Hastanedeki 10 günün sonunda taburcu oluyordum. Ama önce bebeğimizin cinsiyetini öğrenmek için kumral ile doktora uğramıştık. Ultrason görüntüleri ve kalp sesi ile içim bir hoş olmuştu. Doktorun oğlunuz olacak demesi ile içim burkuldu biraz, çünkü ilk kızım olsun ablalık yapsın istiyordum. "Nasip değilmiş" diye diye somurtarak yalıya ulaştık. Kapıdan girdiğimde gördüğüm manzara ile o kadar mutluydum ki tüm sevdiklerim benimleydi. Sadece Hanzade ne alaka diye düşünmüştüm, sonra takılmamam gerekir diye diğerlerin hem tebriklerini hem de geçmiş olsun dileklerini kabul etmeye başlarken zaman geçmişti.
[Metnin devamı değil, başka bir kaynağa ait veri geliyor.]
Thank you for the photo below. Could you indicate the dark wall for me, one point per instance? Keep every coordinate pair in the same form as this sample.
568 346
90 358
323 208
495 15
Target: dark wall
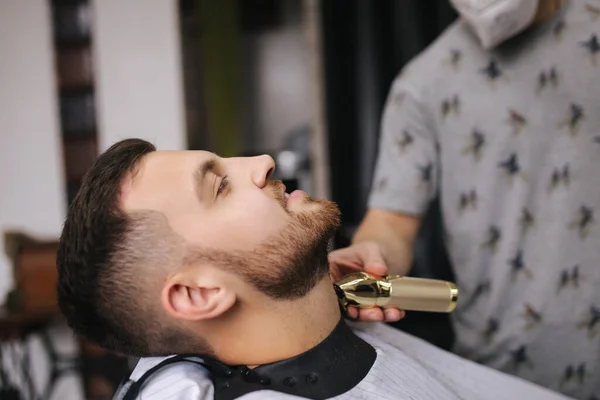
366 43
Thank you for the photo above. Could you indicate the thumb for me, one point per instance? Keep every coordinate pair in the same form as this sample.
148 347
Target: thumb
374 262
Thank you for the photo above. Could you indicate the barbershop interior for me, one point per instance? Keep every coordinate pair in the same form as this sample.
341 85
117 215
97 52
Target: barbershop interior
456 139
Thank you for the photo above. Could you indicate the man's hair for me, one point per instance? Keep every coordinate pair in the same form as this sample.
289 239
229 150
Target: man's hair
106 259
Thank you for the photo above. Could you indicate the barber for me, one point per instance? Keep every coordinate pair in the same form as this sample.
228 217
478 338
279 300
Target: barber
500 117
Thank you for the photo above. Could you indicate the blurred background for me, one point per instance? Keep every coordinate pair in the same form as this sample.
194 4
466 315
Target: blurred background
302 80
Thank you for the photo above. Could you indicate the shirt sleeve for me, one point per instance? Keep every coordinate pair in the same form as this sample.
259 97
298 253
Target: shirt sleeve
407 168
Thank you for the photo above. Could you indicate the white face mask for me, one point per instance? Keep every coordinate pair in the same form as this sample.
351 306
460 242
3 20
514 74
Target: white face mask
494 21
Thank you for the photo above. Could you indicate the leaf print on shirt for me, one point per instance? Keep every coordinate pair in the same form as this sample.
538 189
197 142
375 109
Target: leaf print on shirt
560 177
492 72
481 289
511 167
593 47
583 221
573 119
520 358
406 141
547 78
467 200
493 238
451 105
516 120
574 374
569 278
476 145
590 323
454 59
527 220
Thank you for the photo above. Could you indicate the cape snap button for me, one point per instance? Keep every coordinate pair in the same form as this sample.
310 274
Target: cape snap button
289 381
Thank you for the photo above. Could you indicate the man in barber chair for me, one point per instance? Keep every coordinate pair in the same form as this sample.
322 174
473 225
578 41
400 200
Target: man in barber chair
204 267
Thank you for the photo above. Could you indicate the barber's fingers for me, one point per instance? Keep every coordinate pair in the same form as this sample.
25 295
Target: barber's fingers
373 261
366 256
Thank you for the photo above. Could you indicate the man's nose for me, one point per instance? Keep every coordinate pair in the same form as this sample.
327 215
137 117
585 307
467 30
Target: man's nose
262 169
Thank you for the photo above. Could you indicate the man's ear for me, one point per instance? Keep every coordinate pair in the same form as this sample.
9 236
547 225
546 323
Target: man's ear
198 299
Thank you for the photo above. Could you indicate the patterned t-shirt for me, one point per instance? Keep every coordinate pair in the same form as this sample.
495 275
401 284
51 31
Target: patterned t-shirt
510 139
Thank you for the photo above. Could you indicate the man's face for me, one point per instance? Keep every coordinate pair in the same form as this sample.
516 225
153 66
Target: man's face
230 211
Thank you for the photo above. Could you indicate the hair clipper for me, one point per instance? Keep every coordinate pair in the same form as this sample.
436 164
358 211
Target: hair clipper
364 290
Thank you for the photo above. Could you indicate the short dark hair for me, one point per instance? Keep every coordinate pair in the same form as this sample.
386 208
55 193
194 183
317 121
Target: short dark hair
100 253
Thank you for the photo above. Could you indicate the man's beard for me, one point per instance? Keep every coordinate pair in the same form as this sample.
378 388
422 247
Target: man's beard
291 264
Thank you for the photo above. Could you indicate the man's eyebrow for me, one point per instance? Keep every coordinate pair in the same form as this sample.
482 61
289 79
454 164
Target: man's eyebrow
200 174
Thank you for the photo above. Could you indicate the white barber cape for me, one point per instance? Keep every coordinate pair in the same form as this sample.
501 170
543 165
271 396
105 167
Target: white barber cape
405 368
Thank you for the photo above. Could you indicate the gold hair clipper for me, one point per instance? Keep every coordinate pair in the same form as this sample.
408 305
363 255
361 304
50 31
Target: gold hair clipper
364 290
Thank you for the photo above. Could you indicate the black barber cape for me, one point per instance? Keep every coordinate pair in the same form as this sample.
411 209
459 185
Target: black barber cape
333 367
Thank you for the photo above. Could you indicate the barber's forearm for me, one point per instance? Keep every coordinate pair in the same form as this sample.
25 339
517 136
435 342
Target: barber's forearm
396 245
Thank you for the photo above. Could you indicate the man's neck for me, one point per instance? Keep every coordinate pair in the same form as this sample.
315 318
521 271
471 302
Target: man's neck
264 333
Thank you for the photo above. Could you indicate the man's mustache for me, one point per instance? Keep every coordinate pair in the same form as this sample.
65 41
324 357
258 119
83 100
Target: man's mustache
276 187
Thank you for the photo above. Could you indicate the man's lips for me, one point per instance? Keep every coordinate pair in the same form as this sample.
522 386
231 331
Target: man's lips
296 194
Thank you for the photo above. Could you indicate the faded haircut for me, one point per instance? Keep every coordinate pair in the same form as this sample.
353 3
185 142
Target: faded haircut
108 260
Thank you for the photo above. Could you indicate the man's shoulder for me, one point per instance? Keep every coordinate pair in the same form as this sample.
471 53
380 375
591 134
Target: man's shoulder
176 381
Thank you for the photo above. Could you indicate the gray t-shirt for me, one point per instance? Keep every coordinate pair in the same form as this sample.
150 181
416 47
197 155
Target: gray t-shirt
510 139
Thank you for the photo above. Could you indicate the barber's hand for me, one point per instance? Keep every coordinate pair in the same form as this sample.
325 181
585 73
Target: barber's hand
368 257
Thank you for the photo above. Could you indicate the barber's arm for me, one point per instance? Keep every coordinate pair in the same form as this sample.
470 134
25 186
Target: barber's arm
405 182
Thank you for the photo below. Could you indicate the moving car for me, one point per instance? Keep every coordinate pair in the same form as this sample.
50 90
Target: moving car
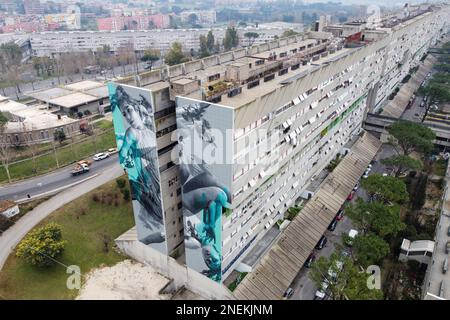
332 225
79 169
101 156
351 236
310 260
289 292
340 215
322 292
350 196
322 242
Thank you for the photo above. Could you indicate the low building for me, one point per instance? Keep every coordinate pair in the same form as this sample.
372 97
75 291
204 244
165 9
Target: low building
33 124
420 250
84 96
9 208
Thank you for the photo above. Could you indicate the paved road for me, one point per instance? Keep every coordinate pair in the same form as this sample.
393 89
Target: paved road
54 180
11 237
52 82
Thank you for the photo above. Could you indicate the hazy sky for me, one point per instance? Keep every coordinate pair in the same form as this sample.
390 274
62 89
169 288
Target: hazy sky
366 2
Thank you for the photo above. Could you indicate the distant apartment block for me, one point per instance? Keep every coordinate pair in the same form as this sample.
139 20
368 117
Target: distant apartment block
51 43
141 22
274 114
206 17
32 7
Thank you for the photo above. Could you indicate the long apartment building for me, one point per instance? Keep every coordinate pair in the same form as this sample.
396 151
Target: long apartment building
237 137
56 42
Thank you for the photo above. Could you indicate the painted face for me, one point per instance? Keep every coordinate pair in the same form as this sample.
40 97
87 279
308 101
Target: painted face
133 117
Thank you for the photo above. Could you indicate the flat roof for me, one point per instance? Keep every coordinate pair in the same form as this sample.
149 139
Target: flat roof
73 99
84 85
249 95
34 117
279 267
48 94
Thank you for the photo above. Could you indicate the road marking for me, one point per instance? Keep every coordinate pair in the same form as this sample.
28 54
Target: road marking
56 190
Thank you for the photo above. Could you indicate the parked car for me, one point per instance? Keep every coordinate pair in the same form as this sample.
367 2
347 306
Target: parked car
289 292
332 225
322 292
310 260
322 242
101 156
340 215
350 196
351 236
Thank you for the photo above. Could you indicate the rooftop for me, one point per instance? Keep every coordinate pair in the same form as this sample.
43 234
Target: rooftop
28 118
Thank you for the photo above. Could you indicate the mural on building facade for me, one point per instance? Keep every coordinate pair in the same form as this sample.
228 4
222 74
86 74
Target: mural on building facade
134 128
205 186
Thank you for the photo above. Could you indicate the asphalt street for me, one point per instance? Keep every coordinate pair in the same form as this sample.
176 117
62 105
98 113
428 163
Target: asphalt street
54 180
11 237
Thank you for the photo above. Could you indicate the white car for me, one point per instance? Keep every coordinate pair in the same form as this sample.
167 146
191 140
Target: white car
321 293
101 156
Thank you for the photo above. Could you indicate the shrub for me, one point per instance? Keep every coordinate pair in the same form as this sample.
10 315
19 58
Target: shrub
126 194
121 183
95 197
41 246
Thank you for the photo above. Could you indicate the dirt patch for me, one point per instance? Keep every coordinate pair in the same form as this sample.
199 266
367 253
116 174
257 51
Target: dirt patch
126 280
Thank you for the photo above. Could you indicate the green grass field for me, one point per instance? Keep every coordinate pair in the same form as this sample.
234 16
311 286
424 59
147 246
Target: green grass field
66 155
85 231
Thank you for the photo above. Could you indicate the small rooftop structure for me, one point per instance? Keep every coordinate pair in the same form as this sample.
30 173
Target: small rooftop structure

Etrafa bakınarak kumralımı gözlerim ile arasam da göremedim. Yasemin’ i uzaktan görüp işaret ettiğimde ise yukarıyı işaret etmesi ile yorulmuştur herhalde diye düşünerek diğerleri ile sohbete devam ettim.

...

Duyduğumuz gümbürtü ile merdivenler doğru koştuğumuzda Edanur’ u kanlar içinde yerde yatarken gördüğümde aklım çıkacak sandım. Hele ki merdiven başındaki Hanzade'yi görmem ile ne olduğunu kavramaya çalışan beynim ile yengelerim sesleri kulaklarıma ilişti.

"DEFOL GİT ÇEK ELLERİNİ HEM YAPIP HEMDE OYUN OYNAMA" demeleri ile ne olduğunu anlamıştım.

Gözlerim kumralıma kaydığında "Mehmet bebeğim, o o onu kurtar ne olur kur kurtar" diyebildi gözlerini yumduğu zaman sanki kalbime saplanan bıçakla yere çakıldım.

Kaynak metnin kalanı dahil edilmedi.